Court Opinion

ID: 7969170
Source: CourtListenerOpinion
Date Created: 2022-09-09 00:53:31.096818+00
Date Added: 2024-06-11T16:34:34.932615
License: Public Domain

MITCHELL, J.
This was an action to enforce a mechanic’s lien for labor performed by plaintiff for the firm of Callahan & Cotter, contractors, in the erection of a house for defendant Jordan. Lairdorton Company appeared in the action, and claimed a lien for material furnished to Callahan & Cotter for the erection of the same building. The assignments of error are unnecessarily numerous, oft*155en mere repetitions, and but very few of them require special notice.
1. Both Callahan and Cotter were impleaded as defendants, and it is alleged in the complaint and admitted by the answer that they were copartners. The summons was served on Callahan, but not on Cotter, and on the trial the defendant Jordan moved that the action be dismissed, and, this motion being denied, that the action be continued to get service on Cotter, which was also denied. The denial of these motions is assigned as error. Conceding that the original contractors are necessary parties to an action by a subcontractor to enforce a mechanic’s lien, still there was no error in the ruling of the court. Callahan and Cotter were jointly indebted to the plaintiff, and, the summons being served on one of them, the defendant might proceed, unless the court otherwise directed, and have judgment against both defendants, enforceable against the joint property of both and the separate property of the one served. G. S. 1894, § 5207.

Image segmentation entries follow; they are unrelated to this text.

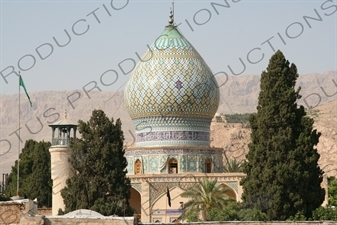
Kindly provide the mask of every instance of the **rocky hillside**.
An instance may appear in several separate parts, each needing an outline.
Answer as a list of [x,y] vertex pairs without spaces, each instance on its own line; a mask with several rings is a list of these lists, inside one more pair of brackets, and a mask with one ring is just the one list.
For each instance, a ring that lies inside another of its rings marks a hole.
[[[315,120],[314,128],[322,133],[317,145],[321,155],[319,164],[328,176],[337,177],[337,101],[317,106],[308,115]],[[229,158],[244,160],[250,133],[241,123],[212,123],[212,146],[223,148]]]
[[[219,113],[234,114],[255,111],[260,76],[246,75],[228,78],[222,76],[217,79],[221,93]],[[298,85],[301,86],[303,96],[299,104],[312,108],[313,117],[317,120],[315,126],[323,134],[319,146],[322,158],[324,154],[332,152],[336,156],[336,145],[333,145],[336,143],[336,102],[331,103],[331,106],[326,106],[324,103],[337,100],[337,72],[301,75]],[[83,91],[49,91],[30,93],[30,97],[33,107],[29,106],[26,96],[21,96],[20,142],[17,135],[19,128],[18,96],[0,95],[1,174],[9,172],[14,160],[17,159],[19,143],[22,148],[27,139],[50,141],[51,129],[48,124],[62,118],[65,110],[67,110],[68,119],[77,123],[79,119],[88,120],[93,109],[102,109],[109,117],[121,118],[128,145],[133,142],[134,127],[124,107],[122,91],[90,92],[89,97]],[[322,107],[330,107],[330,111]],[[330,135],[332,132],[335,132],[335,136]],[[224,147],[227,152],[232,152],[233,157],[245,155],[247,151],[245,148],[249,142],[249,130],[241,129],[240,124],[231,124],[227,127],[213,125],[212,135],[215,135],[212,145]],[[329,160],[324,161],[326,170],[330,170],[333,165],[337,164],[335,156],[327,156]]]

2. The land upon which the house in question was erected was Jordan’s homestead, and it is urged that, as to the claim of Laird-Norton Company for material, the provision of article 1, § 12, of the constitution of the state, that exempt property shall be liable for debts incurred for work done or material furnished in the construction, repair, or improvement of the same, is itself unconstitutional, because the subject is not expressed in the title of the so-called act (Laws 1887, c. 2) by which this proposed amendment to the constitution was submitted to the people. Article 4, § 27, of the constitution has no application to the case. In proposing an amendment to the constitution it is not necessary that the legislature pass a formal "act” or statute. It may be done by a joint resolution of both houses; and it is not the action of the legislature in proposing the amendment, but the action of the people in adopting it, that gives it effect as a part of the organic law of the state.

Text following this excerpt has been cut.